This project collects multiple synchronized audio files or streams of the same "event" [in particular, a lecture] and filters out idiosyncrasies in each recording like silences, pops and bumps, and background noise (like talking) to produce one, robust recording.
Currently, I have four artificial recordings for a sanity check - verifying the program reconstructs the proper signal if it has very little noise in the input. When the program filtering_demo.py
is run, it takes the three modified recordings and reconstructs the original. Note that the records are already synchronized perfectly and, in many places, are the same exact waveform.
darkness.wav
is the base; it is the beginning of Darkness by LEVV.darkness_click.wav
includes a pen-click sound at the beginning.darkness_silence.wav
fades out and back in near the end.darkness_speak.wav
includes some spoken text in the middle, in particular, "One" by La Dispute.darkness_filtered.wav
is the reconstructed sound, after the script is run.

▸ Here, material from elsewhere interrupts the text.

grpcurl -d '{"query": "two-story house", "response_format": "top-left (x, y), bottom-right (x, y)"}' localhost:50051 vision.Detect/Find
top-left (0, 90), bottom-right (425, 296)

I manually synchronized three recordings from our phones my friends and I made one night, then ran the filtering algorithm. There was significant distortion in the output, but the best method I've found so far is the combination of a "complex median" and feathering [linear blending / cross-fading] the sections.
In the ClassCapture_Synth/synth directory, run:
python filtering_demo.py
and the filtered WAV files will appear.